Chen Hang Initiates 'Integration of DingTalk and Wukong': DingTalk Once Again Takes a Backseat

05/17 2026 334

The walk from Building 9 to Building 5 at Haizhi Tower takes no more than five minutes, but Wu Zhao took four years to make this journey.

When Wu Zhao left Alibaba in 2021, the external consensus was that he was unwilling to let DingTalk sacrifice its independence for the 'Cloud-Ding Integration' strategy. DingTalk's mission was to serve small and medium-sized enterprises, while the group required it to serve as a customer acquisition tool for other businesses—two fundamentally conflicting objectives.

Over these four years, Alibaba's AI ledger has advanced to another stage. According to financial reports and management disclosures, Alibaba's annualized recurring revenue (ARR) from AI-related products has surpassed RMB 35.8 billion. The narrower MaaS business is also rapidly growing, with ARR reaching RMB 8 billion, expected to hit RMB 10 billion in June and target RMB 30 billion by year-end.

Wu Yongming even offered a more optimistic outlook during the earnings call: 'It should surpass RMB 30 billion in ARR earlier than year-end.' RMB 30 billion, approximately USD 4.4 billion, is comparable to the ARR level of the high-flying AI model company Anthropic as of July last year.
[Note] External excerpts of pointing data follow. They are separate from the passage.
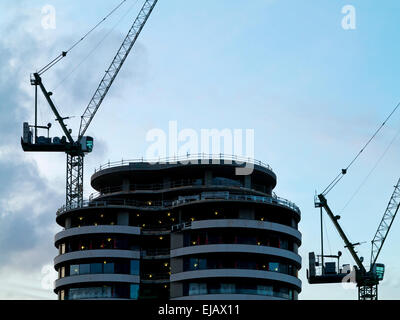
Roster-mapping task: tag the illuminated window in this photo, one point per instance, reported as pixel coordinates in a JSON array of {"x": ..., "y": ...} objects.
[
  {"x": 273, "y": 266},
  {"x": 228, "y": 288},
  {"x": 134, "y": 267},
  {"x": 62, "y": 248},
  {"x": 74, "y": 270},
  {"x": 108, "y": 268},
  {"x": 134, "y": 291},
  {"x": 84, "y": 269},
  {"x": 96, "y": 268}
]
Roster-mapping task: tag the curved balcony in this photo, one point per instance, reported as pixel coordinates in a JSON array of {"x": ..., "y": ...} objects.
[
  {"x": 242, "y": 224},
  {"x": 98, "y": 253},
  {"x": 96, "y": 278},
  {"x": 202, "y": 158},
  {"x": 181, "y": 201},
  {"x": 236, "y": 273},
  {"x": 229, "y": 297},
  {"x": 236, "y": 248},
  {"x": 174, "y": 186},
  {"x": 115, "y": 229}
]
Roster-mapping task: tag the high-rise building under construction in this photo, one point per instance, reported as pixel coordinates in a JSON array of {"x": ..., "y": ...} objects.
[{"x": 179, "y": 231}]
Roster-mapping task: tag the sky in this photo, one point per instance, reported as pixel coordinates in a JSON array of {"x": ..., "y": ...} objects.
[{"x": 312, "y": 91}]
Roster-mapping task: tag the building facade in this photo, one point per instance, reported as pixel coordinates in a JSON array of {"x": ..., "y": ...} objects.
[{"x": 179, "y": 231}]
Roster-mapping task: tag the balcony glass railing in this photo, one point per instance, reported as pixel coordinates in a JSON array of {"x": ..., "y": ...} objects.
[
  {"x": 166, "y": 204},
  {"x": 183, "y": 159}
]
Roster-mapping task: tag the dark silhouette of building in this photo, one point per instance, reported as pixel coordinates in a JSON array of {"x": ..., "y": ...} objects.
[{"x": 180, "y": 231}]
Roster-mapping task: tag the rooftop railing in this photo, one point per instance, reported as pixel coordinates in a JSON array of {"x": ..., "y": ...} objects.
[
  {"x": 189, "y": 158},
  {"x": 166, "y": 204}
]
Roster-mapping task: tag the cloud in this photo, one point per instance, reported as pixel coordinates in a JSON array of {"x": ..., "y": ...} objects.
[{"x": 31, "y": 187}]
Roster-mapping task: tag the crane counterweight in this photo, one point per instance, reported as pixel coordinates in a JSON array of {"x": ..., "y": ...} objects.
[{"x": 76, "y": 149}]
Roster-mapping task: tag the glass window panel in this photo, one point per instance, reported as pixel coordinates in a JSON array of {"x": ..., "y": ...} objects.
[
  {"x": 193, "y": 289},
  {"x": 84, "y": 269},
  {"x": 273, "y": 266},
  {"x": 134, "y": 291},
  {"x": 108, "y": 267},
  {"x": 228, "y": 288},
  {"x": 265, "y": 290},
  {"x": 203, "y": 288},
  {"x": 194, "y": 263},
  {"x": 203, "y": 263},
  {"x": 134, "y": 267},
  {"x": 74, "y": 270},
  {"x": 96, "y": 268}
]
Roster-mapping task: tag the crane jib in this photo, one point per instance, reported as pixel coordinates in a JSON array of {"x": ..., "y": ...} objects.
[{"x": 115, "y": 66}]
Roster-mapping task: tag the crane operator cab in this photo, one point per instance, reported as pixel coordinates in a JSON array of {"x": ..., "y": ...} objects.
[
  {"x": 378, "y": 270},
  {"x": 56, "y": 144}
]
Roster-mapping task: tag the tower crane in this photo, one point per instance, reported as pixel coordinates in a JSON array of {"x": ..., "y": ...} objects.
[
  {"x": 77, "y": 149},
  {"x": 367, "y": 280}
]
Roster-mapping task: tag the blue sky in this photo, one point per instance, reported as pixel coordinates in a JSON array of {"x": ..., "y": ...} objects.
[{"x": 313, "y": 92}]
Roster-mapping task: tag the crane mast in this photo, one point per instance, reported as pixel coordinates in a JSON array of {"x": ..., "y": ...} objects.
[
  {"x": 74, "y": 192},
  {"x": 385, "y": 224},
  {"x": 76, "y": 150}
]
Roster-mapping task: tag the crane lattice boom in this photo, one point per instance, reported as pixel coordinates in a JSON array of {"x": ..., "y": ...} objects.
[
  {"x": 386, "y": 223},
  {"x": 115, "y": 66}
]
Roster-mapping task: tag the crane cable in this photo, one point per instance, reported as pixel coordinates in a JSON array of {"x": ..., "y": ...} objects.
[
  {"x": 96, "y": 46},
  {"x": 372, "y": 170},
  {"x": 344, "y": 171},
  {"x": 63, "y": 54}
]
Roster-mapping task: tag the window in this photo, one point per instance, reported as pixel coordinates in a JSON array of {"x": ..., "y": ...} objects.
[
  {"x": 108, "y": 267},
  {"x": 284, "y": 244},
  {"x": 74, "y": 270},
  {"x": 62, "y": 248},
  {"x": 228, "y": 288},
  {"x": 96, "y": 268},
  {"x": 134, "y": 267},
  {"x": 84, "y": 269},
  {"x": 90, "y": 293},
  {"x": 193, "y": 289},
  {"x": 273, "y": 266},
  {"x": 194, "y": 264},
  {"x": 203, "y": 263},
  {"x": 265, "y": 290},
  {"x": 203, "y": 288},
  {"x": 134, "y": 290}
]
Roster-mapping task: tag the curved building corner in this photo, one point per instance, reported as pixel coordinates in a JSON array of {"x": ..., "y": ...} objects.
[{"x": 180, "y": 231}]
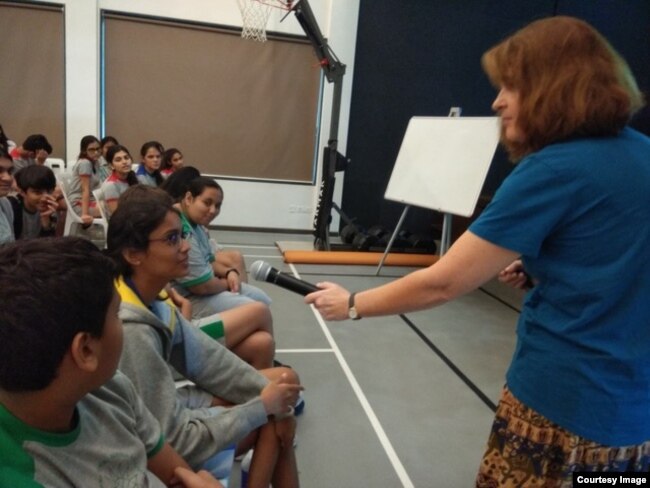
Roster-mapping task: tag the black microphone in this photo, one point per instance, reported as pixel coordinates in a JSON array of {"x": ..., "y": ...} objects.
[{"x": 263, "y": 271}]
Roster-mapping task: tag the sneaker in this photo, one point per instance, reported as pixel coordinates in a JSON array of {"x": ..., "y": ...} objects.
[
  {"x": 300, "y": 404},
  {"x": 278, "y": 364},
  {"x": 245, "y": 467}
]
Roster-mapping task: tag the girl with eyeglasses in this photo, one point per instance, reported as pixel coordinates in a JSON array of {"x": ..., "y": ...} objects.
[
  {"x": 85, "y": 179},
  {"x": 149, "y": 170},
  {"x": 229, "y": 402},
  {"x": 172, "y": 160},
  {"x": 120, "y": 178}
]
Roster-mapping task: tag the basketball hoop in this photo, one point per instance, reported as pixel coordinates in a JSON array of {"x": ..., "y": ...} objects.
[{"x": 255, "y": 14}]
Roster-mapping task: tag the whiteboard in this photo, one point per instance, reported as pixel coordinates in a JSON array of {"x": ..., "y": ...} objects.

A year after returning to Alibaba, Wu Zhao undertook something even more radical than 'Cloud-Ding Integration.' On March 16, Alibaba announced the establishment of the ATH Business Group; the following day, the B-end-focused AI-native work platform 'Wukong' was officially unveiled at a launch event. Chen Hang stated on stage: 'Today, we shatter DingTalk and rebuild it with AI, forging Wukong.' Wu Yongming sat in the front row, listening from start to finish.

The DingTalk crafted by Chen Hang underwent a systematic self-demotion in the face of Wukong. DingTalk's underlying code was entirely rewritten, its graphical interface replaced by a command-line interface, and the product narrative shifted from DingTalk to Wukong. The boundary he once refused to cross was now effortlessly erased.

This is not difficult to understand. Previously, DingTalk's adjustments stemmed from a larger organizational logic: it needed to be redefined and prove its value within someone else's framework. This time is different. On the surface, the new direction also requires DingTalk to take a step back, but upon closer inspection, it resembles a redivision of labor toward the same goal.

This is also the key to understanding DingTalk's current situation. On May 13, Alibaba released its Q4 financial report for FY2026, declaring—in more certain terms than ever—that AI has entered a 'cycle of large-scale commercial returns.' AI-related product revenue for the quarter reached RMB 8.971 billion, with external cloud commercialization revenue growing 40% year-on-year, surpassing an annualized scale of RMB 35.8 billion. Nearly a decade after the establishment of DAMO Academy, Alibaba's AI investments are beginning to pay off.

The sustainability of these returns hinges on a specific question: who is responsible for creating high-frequency, authentic enterprise-level AI usage scenarios? In the B-end market, the answer undoubtedly lies with DingTalk and Wukong. Yet, the financial report's earnings call offered no corresponding independent figures for 'the answer being DingTalk.'

AI's ledger must be settled by Wukong.

In 2017, Alibaba established DAMO Academy, announcing a RMB 100 billion investment over three years across ten fields, including AI, quantum computing, and chip design. At the time, AI was seen by most companies as a distant promise. Over the next five years, much of this funding was allocated to foundational research and cloud infrastructure.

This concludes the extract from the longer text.